Not surprisingly, Scholz knew just were to find Aboriginal ruins. He led us to piles of stones marking ancient water beds, hieroglyphs etched into granite and abandoned tools used by an ancient culture long, long ago. Scholz seemed happy to share his childhood secrets, the special places he loved so much when, as a kid, he used to roar across the range on a motorbike.
He wove fascinating stories about the animals that he hung out with, dispensed little-known facts about the flora and fauna. Baby emus, for example, are raised, not by their mothers, but by the males.
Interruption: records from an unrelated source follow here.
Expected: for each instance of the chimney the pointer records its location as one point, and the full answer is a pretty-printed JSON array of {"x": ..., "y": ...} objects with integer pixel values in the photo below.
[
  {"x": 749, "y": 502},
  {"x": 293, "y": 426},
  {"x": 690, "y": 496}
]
And death edder snakes hide themselves in the sand except for their tails which they wriggle to attract birds. Unsuspecting birds, smugly believing they've sighted yet another tasty worm, swoop down, grab the "morsel" and are instantaneously zapped by the poisonous snake.
At night, Scholz took us on wombat hunts. He even let us ride on top of the jeep with giant spotlights, something my parents certainly wouldn't allow.
In short, it was a safari I'll never forget. I saw lots of wildlife (sometimes I even got a bit too close like the time a brown snake slithered into our camp), escaped from the red neon and grinding wheels of civilization and was reminded (once again!!) that I'm not the center of the universe.